Les travaux vont bon train pour le remplacement de la conduite endommagée, dans le secteur Sainte-Marthe.
Les travaux vont bon train pour le remplacement de la conduite endommagée, dans le secteur Sainte-Marthe.

Flushgate: les travaux de remplacement de la conduite vont bon train

Paule Vermot-Desroches
Paule Vermot-Desroches
Le Nouvelliste
Trois-Rivières — Les travaux se poursuivent dans le secteur Sainte-Marthe, sur le site du bris de conduite de refoulement des égouts, alors que la Ville de Trois-Rivières continuait lundi de déverser la totalité de ses eaux usées dans la rivière Saint-Maurice et le fleuve Saint-Laurent pour une quinzième journée consécutive.

Lundi, les équipes en place ont finalement reçu les pièces nécessaires à la réparation du bris survenu dans la nuit du 7 au 8 septembre dernier. 

À lire: Second bris sur le réseau des eaux usées: le déversement se poursuit dans le Saint-Maurice


Rappelons que le bris avait finalement été détecté sur le joint de deux sections de conduite, ce qui nécessitait le remplacement complet de ces deux sections, ajoutant à la complexité des opérations.

Un premier bris était survenu il y a deux semaines à la hauteur de l’ancienne usine Aleris, qui avait cette fois touché une seule section de conduite

Vendredi, la Ville indiquait qu’elle n’était plus en mesure de donner un échéancier précis sur la fin des travaux sur ce nouveau bris, mais assurément que le déversement allait se poursuivre encore quelques jours. Du même souffle, le maire Jean Lamarche estimait à plus d’un million de dollars les coûts engendrés par cette succession de bris sur le réseau.

Les équipes de la Ville s’affaireront au moins jusqu’à mardi à remplacer les pièces de la conduite dans le secteur Sainte-Marthe. Par la suite, des opérations de bétonnage et de remblayage devront avoir lieu avant de penser à remettre la conduite en service. Durant ce temps, les équipes en profiteront aussi pour faire une inspection d’une bonne section de la conduite à l’aide de caméras pour s’assurer qu’aucun autre bris ne soit susceptible de survenir lors de la remise en service.

Possible mise en demeure

Pendant ce temps, la Fondation Rivières envisage de mettre en demeure le ministre de l'Environnement, Benoît Charette, selon TVA Trois-Rivières. En effet, à ce jour, la Fondation Rivières reproche au ministère de ne pas avoir mis en place les mesures nécessaires pour contrer les impacts à l'environnement.

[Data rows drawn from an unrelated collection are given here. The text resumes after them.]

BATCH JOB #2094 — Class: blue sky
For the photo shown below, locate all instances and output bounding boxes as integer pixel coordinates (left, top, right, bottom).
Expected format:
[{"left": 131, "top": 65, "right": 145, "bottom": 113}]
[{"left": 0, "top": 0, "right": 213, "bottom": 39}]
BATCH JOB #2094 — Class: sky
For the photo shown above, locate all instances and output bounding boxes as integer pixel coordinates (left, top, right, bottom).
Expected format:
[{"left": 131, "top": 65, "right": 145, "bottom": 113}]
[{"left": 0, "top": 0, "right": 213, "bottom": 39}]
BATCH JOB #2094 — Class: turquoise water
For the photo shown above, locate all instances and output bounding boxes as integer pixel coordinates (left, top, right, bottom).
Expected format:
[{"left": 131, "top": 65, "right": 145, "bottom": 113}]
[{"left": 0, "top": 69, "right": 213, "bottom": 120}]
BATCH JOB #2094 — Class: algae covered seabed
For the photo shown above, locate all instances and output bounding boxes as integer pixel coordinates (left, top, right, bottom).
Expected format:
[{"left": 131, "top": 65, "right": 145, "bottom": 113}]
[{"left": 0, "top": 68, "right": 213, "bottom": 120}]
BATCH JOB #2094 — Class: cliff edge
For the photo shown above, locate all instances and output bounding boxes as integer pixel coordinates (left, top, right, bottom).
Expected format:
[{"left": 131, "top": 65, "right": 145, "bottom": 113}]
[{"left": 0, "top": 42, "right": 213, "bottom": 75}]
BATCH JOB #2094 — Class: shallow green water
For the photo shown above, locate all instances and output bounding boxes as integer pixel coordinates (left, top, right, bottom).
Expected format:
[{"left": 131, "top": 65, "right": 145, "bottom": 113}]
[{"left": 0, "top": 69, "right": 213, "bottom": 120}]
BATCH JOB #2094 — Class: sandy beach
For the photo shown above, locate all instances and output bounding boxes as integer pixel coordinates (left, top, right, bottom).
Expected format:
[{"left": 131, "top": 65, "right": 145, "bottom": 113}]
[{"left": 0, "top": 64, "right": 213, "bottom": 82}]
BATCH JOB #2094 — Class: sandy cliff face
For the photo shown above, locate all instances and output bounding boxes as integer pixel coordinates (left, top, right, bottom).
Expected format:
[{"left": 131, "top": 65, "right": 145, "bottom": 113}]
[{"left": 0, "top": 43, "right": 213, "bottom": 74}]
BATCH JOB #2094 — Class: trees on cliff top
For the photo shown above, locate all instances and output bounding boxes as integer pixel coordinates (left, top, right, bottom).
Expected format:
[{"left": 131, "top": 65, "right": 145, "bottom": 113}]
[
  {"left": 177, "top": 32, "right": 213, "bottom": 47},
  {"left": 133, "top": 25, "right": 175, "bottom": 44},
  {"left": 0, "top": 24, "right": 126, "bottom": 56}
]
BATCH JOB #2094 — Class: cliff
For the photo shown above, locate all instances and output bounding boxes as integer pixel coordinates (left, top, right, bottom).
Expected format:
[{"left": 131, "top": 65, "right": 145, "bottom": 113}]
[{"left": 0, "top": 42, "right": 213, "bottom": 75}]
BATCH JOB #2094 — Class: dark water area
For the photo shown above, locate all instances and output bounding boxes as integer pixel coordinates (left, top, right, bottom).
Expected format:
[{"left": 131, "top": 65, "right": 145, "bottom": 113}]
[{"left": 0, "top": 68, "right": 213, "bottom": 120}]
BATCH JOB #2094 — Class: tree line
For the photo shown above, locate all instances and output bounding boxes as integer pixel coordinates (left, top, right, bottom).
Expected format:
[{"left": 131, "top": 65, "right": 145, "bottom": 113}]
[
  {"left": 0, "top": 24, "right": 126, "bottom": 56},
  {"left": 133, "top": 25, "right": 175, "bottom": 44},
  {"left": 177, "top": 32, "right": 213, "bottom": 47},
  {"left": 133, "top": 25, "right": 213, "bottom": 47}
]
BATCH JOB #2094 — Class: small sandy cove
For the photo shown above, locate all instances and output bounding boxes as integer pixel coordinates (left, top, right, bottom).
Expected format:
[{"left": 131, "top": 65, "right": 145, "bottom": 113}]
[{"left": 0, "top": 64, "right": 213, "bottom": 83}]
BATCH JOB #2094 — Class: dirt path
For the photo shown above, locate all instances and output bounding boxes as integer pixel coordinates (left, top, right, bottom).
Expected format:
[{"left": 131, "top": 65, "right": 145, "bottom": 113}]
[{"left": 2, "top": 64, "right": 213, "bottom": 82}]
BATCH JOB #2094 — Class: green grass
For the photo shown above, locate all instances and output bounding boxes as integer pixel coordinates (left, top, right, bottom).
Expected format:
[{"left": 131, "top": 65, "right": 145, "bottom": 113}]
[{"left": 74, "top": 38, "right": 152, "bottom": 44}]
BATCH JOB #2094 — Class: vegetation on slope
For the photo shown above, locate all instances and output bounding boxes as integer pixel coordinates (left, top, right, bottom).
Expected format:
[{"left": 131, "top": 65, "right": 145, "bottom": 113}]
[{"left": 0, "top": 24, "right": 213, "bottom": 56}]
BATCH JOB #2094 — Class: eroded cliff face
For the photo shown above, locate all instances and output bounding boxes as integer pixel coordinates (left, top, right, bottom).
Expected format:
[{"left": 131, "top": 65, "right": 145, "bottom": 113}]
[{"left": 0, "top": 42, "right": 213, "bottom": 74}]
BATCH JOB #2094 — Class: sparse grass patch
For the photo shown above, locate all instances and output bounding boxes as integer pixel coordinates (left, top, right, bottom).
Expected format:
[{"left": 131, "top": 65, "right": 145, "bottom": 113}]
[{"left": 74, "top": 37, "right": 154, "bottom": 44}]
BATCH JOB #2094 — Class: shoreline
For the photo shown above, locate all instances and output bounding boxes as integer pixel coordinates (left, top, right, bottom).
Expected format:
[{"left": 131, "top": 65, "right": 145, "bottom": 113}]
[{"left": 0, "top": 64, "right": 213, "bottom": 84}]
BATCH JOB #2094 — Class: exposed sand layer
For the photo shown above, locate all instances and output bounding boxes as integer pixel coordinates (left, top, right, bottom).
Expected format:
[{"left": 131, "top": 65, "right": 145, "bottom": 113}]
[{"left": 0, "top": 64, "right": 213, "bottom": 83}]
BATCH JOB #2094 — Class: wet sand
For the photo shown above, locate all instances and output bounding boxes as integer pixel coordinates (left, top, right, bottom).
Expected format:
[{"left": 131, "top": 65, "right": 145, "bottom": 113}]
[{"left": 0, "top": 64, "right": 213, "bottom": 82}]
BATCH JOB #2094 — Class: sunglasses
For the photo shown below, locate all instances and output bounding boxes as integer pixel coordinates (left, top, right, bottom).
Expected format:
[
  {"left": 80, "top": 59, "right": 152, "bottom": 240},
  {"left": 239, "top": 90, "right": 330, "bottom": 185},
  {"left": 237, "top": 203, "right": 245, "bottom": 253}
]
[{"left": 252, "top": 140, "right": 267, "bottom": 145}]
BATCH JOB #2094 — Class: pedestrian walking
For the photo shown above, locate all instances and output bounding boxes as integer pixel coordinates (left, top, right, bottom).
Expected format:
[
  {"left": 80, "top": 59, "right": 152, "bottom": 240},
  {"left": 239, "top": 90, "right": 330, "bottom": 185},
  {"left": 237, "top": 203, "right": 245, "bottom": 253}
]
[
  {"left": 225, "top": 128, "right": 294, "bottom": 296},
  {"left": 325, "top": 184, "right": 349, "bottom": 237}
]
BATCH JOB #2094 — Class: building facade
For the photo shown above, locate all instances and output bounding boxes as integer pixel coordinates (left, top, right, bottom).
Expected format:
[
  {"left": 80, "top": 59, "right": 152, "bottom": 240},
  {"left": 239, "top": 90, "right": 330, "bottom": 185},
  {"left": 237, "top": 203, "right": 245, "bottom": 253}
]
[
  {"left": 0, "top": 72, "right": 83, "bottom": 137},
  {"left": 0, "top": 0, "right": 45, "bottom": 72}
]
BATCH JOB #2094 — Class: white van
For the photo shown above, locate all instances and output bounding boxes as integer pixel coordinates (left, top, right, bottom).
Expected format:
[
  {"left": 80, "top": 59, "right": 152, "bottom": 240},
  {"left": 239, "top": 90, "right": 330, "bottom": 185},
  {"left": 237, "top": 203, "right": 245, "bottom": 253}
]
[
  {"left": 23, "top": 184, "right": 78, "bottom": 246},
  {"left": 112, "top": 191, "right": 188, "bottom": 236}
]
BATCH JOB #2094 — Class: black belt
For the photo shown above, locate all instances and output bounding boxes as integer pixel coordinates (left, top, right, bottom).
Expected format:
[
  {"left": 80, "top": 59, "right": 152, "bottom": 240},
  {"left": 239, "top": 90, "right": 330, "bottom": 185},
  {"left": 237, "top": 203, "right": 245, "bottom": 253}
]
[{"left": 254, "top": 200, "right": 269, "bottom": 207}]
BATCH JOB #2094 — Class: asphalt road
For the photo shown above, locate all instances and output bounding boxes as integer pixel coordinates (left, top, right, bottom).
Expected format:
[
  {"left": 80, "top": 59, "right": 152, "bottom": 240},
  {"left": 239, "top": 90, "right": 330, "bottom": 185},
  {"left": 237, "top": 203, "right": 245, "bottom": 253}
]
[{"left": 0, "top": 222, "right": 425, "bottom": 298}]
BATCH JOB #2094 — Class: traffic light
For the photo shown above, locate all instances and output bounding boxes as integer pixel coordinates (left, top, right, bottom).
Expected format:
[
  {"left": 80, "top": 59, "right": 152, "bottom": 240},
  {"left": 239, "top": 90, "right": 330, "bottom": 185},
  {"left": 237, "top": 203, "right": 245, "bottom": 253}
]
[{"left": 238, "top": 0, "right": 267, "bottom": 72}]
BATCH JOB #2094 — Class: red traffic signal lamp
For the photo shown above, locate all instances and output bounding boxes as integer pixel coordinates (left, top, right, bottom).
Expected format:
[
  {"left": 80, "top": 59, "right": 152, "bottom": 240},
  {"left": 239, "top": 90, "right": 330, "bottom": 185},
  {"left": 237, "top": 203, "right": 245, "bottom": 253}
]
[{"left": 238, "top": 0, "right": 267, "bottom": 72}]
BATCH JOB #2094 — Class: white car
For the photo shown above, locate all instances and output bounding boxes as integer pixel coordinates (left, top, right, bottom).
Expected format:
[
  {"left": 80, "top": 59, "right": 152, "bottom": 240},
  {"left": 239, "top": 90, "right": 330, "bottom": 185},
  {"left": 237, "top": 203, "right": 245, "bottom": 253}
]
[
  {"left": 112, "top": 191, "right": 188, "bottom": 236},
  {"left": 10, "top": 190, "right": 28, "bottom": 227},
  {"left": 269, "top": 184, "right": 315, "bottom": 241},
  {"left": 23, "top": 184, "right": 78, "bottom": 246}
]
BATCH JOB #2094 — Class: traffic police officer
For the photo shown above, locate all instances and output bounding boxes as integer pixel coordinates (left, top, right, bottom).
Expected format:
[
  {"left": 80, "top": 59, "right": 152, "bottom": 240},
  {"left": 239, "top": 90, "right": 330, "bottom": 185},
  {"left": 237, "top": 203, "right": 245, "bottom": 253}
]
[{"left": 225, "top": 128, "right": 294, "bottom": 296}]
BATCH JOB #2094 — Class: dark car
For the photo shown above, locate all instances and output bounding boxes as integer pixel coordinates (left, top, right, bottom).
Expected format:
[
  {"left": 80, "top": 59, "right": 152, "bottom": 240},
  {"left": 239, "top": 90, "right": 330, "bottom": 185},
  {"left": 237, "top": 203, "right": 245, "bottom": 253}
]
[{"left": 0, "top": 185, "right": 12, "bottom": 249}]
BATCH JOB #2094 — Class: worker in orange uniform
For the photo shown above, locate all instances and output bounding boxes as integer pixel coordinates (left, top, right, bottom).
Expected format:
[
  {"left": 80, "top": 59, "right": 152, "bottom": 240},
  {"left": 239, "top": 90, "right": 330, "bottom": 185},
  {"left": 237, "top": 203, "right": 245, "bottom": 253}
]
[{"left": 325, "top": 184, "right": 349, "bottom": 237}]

Vendredi, la Fondation Rivières a interpellé le gouvernement du Québec afin qu’il intervienne dans ce qu’ils ont appelé le «Flushgate» de Trois-Rivières, en référence au déversement de près de huit milliards de litres d’eaux usées dans le fleuve par la Ville de Montréal en 2015. Au terme de l’opération à Trois-Rivières, plus d’un milliard de litres d’eaux usées auront été déversées.

La Fondation déplore notamment qu’on n’ait pas recours, comme ce fut le cas à Montréal en 2015, à des barrières flottantes pour capter les solides.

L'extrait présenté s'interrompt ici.